I was probably the wrong person for this story. I had never had any great love for RVs, and my first thought when Ramirez called with the assignment was that there are some things that should be extinct, like mosquitoes and lane dividers, and RVs are right at the top of the list. They had been everywhere in the mountains when I’d lived in Colorado, crawling along in the left-hand lane,
taking up two lanes even in the days when a lane was fifteen feet wide, with a train of cursing cars behind them.
I’d been behind one on Independence Pass that had stopped cold while a ten-year-old got out to snap pictures of the scenery with an Instamatic, and one of them had tried to take the curve in front of my house and ended up in my ditch, looking like a beached whale. But that was always
a bad curve.
An old man in an
ironed short-sleeved shirt came out the side door and around to the front end and began washing the Winnebago with a sponge and a bucket. I wondered where he had gotten the water. According to Ramirez’s advance work, which she’d sent me over the modem about the Winnebago, it had maybe a fifty-gallon water tank, tops, which is barely enough for drinking water, a shower,
and maybe washing a dish or two, and there certainly weren’t any hookups here at the zoo, but he was swilling water onto the front bumper and even over the tires as if he had more than enough.
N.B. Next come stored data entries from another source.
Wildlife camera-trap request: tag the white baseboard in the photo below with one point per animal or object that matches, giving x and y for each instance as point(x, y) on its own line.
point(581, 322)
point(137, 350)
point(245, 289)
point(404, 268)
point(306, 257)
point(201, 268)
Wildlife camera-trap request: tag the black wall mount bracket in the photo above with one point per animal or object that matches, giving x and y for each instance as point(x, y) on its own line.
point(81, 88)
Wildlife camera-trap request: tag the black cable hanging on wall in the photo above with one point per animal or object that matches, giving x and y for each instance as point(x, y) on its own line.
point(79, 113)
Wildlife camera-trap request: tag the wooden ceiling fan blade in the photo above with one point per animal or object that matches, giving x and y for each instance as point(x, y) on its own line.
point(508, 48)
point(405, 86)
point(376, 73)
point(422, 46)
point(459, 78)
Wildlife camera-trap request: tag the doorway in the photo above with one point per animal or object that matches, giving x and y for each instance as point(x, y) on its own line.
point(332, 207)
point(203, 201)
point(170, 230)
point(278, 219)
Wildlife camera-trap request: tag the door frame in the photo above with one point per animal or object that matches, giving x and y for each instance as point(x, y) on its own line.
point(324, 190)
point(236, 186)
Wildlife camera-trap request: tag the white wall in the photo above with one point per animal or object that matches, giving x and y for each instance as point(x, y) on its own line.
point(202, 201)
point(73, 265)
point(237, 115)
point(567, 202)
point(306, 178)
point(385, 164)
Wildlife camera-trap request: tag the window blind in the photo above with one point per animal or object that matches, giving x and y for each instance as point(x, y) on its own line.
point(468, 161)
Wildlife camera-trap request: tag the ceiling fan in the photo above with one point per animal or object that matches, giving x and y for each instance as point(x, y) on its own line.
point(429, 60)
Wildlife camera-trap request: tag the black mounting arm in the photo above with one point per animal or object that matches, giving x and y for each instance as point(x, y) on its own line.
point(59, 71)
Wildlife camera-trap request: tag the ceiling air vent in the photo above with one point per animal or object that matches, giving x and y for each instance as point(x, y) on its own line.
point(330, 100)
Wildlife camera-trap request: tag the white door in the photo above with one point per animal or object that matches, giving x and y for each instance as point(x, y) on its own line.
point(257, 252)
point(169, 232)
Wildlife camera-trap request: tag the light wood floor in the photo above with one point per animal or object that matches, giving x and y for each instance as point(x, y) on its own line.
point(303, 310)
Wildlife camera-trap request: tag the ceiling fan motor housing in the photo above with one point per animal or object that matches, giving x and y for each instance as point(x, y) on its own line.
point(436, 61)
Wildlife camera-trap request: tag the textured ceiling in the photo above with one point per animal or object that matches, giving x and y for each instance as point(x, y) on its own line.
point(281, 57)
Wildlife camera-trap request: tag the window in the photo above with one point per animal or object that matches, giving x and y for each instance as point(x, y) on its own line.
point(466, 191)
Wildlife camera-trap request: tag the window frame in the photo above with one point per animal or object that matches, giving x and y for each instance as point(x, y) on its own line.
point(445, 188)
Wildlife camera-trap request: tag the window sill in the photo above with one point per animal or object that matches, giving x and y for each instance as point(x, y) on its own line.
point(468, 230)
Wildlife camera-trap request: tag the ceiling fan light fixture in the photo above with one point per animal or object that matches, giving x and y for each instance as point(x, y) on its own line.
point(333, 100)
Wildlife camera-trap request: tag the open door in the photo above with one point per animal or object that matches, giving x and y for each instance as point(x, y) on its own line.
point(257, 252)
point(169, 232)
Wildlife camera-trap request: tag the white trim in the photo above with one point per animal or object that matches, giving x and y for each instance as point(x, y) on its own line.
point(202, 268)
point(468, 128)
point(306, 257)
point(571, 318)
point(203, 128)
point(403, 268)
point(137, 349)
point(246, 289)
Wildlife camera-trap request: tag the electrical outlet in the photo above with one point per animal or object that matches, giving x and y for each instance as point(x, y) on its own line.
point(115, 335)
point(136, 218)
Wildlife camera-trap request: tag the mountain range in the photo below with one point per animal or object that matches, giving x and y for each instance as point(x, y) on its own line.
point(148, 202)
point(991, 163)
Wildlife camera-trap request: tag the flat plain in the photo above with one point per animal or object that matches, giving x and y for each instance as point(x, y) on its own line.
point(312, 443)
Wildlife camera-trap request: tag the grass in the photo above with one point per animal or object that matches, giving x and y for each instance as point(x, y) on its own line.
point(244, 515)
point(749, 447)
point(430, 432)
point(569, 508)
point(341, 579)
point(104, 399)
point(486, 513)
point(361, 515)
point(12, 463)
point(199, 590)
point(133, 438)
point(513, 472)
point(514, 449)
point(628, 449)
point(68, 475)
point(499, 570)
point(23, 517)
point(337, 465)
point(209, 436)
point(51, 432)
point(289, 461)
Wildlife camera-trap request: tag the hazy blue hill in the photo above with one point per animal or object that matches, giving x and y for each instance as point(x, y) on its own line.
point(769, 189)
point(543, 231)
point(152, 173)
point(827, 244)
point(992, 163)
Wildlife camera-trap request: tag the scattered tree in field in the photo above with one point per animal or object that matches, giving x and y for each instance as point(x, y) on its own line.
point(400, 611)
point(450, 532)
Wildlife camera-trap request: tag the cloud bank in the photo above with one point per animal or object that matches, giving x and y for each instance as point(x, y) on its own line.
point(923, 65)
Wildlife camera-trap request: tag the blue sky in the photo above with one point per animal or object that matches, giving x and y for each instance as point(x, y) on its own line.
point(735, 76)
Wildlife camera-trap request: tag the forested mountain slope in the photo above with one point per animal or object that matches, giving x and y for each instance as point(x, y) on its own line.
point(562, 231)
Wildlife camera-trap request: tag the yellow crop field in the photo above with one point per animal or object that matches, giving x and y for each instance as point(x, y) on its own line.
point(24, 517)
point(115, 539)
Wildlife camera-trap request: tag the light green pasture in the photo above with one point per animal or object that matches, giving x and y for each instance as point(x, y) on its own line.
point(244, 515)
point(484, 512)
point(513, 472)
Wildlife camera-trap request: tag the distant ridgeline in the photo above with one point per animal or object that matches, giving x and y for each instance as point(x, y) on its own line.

I took a few shots of the RV standing in the huge expanse of parking lot and then hit the longshot to full for a picture of the old man working on the bumper. He had large reddish-brown freckles on his
arms and the top of his bald head, and he scrubbed away at the bumper with a vengeance. After a minute he stopped and stepped back, and then called to his wife. He looked worried, or maybe just crabby. I was too far away to tell if he had snapped out her name impatiently or simply called her to come and look, and I couldn’t see his face. She opened the metal side door, with its narrow louvered window,
and stepped down onto the metal step.
The old man asked her something, and she, still standing on the step, looked out toward the multiway and shook her head, and then came around to the front, wiping her hands on a dishtowel, and they both stood there looking at his handiwork.
They were One Hundred Percent Authentic, even if the Winnebago wasn’t, down to her flowered blouse and polyester slacks,
probably also one hundred percent, and the cross-stitched rooster on the dishtowel. She had on brown leather slip-ons like I remembered my grandmother wearing, and I was willing to bet she had set her thinning white hair on bobby pins. Their bio said they were in their eighties, but I would have put them in their nineties, although I wondered if they were too perfect and therefore fake, like
the Winnebago. But she went on wiping her hands on the dishtowel the way my grandmother had when she was upset, even though I couldn’t see if her face was showing any emotion, and that action at least was authentic.
She apparently told him the bumper looked fine because he dropped the dripping sponge into the bucket and went around behind the Winnebago. She went back inside, shutting the metal
door behind her even though it had to be already at least 110 out, and they hadn’t even bothered to park under what scanty shade the palms provided.